Issue (i): Whether the appeal before the lower appellate court was incompetent under Section 96(4) of the Civil Procedure Code on the ground that no question of law arose.
Analysis: The challenge before the lower appellate court was not to facts alone but to the legal effect of the Banking Regulation Act, 1949 and the Usurious Loans Act, 1918 on the rate of interest charged by a nationalised bank. That question involved interpretation of law and was in fact argued as such before the courts below.

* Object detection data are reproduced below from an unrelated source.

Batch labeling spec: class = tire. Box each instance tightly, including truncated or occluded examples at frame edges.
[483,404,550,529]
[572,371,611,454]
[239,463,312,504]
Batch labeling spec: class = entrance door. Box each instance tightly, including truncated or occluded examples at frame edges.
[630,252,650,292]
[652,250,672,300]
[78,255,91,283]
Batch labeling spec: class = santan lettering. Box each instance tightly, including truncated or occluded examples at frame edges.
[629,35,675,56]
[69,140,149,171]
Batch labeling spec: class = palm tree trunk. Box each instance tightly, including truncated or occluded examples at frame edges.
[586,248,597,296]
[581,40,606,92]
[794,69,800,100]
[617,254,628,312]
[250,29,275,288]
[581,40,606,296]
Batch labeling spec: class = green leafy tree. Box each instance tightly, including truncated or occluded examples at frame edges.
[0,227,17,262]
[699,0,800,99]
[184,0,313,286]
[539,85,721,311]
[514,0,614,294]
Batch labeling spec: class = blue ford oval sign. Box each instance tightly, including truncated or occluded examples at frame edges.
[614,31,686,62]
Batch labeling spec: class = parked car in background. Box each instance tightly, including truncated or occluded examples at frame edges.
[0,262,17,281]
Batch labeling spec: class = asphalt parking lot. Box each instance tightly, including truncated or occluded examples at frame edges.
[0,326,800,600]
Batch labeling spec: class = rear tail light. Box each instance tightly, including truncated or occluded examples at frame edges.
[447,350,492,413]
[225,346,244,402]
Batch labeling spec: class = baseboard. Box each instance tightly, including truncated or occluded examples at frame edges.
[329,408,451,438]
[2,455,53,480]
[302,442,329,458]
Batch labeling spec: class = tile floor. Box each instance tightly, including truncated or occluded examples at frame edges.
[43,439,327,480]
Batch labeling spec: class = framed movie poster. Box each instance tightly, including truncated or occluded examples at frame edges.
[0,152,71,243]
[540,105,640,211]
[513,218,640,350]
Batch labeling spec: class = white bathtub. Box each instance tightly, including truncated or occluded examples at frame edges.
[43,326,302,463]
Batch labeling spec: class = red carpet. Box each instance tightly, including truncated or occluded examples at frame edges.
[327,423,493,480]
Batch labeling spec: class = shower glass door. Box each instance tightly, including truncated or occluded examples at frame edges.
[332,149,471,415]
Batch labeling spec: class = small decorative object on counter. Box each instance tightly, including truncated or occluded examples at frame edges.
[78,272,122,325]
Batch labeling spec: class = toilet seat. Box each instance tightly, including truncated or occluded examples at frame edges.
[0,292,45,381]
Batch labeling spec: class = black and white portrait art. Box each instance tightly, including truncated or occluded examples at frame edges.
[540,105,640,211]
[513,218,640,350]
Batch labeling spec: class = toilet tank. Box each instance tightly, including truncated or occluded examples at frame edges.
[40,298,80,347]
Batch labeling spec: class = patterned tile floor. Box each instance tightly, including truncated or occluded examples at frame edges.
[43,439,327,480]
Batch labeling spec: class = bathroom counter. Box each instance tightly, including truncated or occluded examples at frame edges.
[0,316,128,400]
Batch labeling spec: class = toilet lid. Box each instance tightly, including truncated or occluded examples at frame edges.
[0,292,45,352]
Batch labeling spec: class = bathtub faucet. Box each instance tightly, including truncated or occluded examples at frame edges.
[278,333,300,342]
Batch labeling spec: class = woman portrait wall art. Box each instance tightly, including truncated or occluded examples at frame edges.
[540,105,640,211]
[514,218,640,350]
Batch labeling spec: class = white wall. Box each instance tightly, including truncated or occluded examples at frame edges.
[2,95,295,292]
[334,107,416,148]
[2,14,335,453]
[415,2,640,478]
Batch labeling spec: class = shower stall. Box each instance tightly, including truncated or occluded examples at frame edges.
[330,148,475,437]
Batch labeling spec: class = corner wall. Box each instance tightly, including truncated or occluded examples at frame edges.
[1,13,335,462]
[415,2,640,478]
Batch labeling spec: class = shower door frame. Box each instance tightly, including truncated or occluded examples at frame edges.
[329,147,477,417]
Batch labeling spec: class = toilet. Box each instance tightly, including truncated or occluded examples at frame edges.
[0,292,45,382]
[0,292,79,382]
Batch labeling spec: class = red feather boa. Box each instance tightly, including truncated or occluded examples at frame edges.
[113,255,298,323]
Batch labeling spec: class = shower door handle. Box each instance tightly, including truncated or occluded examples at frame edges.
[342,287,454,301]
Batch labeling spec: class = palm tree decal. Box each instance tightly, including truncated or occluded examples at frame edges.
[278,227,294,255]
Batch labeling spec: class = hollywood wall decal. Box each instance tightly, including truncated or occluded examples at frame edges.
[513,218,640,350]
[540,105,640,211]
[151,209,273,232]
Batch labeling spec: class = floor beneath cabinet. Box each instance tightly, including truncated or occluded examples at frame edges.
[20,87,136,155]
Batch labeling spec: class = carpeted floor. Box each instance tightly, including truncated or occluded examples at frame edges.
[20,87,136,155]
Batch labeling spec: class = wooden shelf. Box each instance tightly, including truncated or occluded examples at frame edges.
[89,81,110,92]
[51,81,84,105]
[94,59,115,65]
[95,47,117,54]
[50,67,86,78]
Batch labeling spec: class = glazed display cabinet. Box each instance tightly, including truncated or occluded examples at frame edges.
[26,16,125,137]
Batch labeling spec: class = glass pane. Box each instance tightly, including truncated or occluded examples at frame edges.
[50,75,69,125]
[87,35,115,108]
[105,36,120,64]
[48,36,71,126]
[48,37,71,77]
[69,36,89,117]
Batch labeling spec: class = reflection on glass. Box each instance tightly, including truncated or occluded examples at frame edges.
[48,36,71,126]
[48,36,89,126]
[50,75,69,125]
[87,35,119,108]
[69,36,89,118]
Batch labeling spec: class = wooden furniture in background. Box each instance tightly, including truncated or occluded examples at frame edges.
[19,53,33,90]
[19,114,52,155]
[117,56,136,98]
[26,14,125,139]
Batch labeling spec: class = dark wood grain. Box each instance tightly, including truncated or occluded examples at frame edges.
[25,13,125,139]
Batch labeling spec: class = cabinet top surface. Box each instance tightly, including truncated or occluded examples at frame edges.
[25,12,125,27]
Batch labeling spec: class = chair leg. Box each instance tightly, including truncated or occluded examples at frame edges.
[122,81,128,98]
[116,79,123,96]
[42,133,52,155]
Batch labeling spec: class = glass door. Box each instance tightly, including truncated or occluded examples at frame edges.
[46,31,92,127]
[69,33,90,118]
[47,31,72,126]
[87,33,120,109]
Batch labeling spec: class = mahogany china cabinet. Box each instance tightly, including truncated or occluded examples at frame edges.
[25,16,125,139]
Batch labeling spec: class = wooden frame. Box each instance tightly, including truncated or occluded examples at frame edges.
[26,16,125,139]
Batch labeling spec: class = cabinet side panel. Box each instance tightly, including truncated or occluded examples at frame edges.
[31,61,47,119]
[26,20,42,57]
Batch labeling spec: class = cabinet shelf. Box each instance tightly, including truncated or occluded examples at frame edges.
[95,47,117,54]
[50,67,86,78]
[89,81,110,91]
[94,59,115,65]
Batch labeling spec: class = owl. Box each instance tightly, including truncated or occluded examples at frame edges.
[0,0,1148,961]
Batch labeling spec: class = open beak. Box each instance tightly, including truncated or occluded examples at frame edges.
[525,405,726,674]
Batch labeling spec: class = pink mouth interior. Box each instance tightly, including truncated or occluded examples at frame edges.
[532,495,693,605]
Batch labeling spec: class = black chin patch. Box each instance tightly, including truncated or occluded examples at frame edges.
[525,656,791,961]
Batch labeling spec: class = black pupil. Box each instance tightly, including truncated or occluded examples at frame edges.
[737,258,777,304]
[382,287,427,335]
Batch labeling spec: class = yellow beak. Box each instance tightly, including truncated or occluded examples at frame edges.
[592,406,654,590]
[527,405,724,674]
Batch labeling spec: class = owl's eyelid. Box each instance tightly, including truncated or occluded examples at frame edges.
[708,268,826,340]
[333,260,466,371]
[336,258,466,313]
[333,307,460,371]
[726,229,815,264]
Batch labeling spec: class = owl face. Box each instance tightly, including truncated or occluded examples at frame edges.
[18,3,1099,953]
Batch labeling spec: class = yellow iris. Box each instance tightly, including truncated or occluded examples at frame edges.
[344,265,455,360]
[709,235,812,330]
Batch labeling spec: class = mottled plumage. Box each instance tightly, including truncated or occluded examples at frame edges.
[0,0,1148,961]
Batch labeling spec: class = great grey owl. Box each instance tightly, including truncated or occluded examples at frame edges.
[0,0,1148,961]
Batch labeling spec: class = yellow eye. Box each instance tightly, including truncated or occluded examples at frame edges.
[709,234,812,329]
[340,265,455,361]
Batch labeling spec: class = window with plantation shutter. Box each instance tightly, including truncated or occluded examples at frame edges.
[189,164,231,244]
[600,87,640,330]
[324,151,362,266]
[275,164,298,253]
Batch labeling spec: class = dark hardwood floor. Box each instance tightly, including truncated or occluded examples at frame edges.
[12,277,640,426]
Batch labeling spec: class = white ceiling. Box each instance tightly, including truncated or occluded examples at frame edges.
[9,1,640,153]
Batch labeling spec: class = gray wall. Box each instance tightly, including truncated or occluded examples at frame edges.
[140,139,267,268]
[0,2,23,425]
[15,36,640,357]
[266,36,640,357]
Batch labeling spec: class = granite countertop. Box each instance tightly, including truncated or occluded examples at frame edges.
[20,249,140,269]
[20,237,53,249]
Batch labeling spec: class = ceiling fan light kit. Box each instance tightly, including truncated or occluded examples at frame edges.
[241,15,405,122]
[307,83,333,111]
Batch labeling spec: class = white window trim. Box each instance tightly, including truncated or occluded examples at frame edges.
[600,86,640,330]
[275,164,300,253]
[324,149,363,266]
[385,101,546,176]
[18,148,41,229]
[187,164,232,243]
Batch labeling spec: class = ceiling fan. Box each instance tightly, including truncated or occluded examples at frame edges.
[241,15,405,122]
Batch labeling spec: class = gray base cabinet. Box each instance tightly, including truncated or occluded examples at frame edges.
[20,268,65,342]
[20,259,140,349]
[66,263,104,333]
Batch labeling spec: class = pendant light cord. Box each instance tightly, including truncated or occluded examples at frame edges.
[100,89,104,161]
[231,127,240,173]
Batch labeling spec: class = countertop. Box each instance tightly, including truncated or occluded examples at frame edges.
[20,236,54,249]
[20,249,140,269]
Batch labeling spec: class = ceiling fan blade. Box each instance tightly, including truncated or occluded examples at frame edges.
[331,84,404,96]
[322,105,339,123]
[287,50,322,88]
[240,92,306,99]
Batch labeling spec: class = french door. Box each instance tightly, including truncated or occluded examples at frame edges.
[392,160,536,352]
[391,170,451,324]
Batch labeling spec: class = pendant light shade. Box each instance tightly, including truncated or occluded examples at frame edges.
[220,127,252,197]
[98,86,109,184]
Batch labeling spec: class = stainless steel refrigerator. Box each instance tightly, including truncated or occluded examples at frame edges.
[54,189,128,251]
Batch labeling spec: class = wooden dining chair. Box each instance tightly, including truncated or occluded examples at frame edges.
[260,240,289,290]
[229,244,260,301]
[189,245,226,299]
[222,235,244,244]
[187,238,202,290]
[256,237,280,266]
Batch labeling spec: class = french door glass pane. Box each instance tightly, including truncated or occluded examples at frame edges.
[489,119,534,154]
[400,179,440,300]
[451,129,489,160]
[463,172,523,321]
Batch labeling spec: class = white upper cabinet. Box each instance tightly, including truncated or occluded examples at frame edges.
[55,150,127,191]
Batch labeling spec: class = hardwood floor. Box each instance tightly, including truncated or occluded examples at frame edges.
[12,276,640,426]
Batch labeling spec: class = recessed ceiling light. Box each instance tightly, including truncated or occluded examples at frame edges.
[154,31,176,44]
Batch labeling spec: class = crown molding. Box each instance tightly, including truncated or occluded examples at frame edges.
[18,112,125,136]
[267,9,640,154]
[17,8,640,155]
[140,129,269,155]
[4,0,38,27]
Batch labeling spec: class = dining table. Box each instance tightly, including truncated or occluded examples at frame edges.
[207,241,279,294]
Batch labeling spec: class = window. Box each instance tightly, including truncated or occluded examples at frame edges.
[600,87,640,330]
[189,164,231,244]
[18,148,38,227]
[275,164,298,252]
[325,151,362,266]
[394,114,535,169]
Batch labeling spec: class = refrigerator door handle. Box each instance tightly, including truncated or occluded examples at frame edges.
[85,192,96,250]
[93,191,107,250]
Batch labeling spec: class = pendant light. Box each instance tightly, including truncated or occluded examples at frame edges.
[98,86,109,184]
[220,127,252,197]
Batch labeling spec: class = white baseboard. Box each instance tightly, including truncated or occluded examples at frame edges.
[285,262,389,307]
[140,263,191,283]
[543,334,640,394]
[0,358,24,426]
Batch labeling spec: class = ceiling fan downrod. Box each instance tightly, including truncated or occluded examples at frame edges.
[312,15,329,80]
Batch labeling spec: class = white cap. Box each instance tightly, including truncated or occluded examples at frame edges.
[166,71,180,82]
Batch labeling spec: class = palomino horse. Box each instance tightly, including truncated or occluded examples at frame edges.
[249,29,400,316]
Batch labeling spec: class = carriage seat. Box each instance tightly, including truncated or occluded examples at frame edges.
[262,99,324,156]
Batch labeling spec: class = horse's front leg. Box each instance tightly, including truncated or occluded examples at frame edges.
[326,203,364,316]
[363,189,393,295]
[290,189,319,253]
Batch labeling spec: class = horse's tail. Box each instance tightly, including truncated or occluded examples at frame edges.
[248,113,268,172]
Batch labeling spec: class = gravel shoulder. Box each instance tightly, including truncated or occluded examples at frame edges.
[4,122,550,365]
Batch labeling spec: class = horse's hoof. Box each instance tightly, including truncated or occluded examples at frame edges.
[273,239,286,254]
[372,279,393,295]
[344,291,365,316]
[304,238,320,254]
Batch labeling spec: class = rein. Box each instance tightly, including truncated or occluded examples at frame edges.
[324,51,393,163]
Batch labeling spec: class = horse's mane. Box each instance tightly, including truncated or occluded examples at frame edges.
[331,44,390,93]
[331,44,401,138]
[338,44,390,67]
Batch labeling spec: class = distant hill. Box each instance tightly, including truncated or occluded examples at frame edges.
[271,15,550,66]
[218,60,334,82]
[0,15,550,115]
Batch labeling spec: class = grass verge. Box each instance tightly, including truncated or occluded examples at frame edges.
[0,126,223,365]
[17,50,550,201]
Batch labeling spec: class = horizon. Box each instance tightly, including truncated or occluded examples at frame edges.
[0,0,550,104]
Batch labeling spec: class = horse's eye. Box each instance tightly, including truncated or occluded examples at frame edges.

The restriction under Section 96(4) of the Civil Procedure Code therefore did not bar the appeal.
Conclusion: The preliminary objection to maintainability was rejected.
Issue (ii): Whether interest charged by a nationalised bank in accordance with Reserve Bank of India directives can be reduced under the Usurious Loans Act, 1918 as a transaction of excessive interest or substantial unfairness.
Analysis: The Banking Regulation Act, 1949 places banking companies under the control of the Reserve Bank of India in respect of advances and the rate of interest on advances. The Usurious Loans Act, 1918 does not regulate interest rates but empowers courts to grant relief where a transaction is shown to be excessive or substantially unfair. In the case of loans to agriculturists, compound interest raises a rebuttable presumption of excessiveness, but that presumption can be displaced by special circumstances. Compliance with binding Reserve Bank of India circulars and directives, coupled with the statutory obligation to obey them and the penal consequences for breach, constituted special circumstances justifying the rate charged. Nationalised banks were therefore not to be treated like private moneylenders for this purpose.
Conclusion: The interest charged by the nationalised bank was not liable to be reopened or reduced under the Usurious Loans Act, 1918.
Final Conclusion: The revision succeeded, the concurrent reduction of interest was set aside, and the decree was restored in the amount claimed by the bank.
Ratio Decidendi: Interest charged by a nationalised bank in obedience to binding Reserve Bank of India directives constitutes special circumstances rebutting the presumption of excessiveness under the Usurious Loans Act, 1918.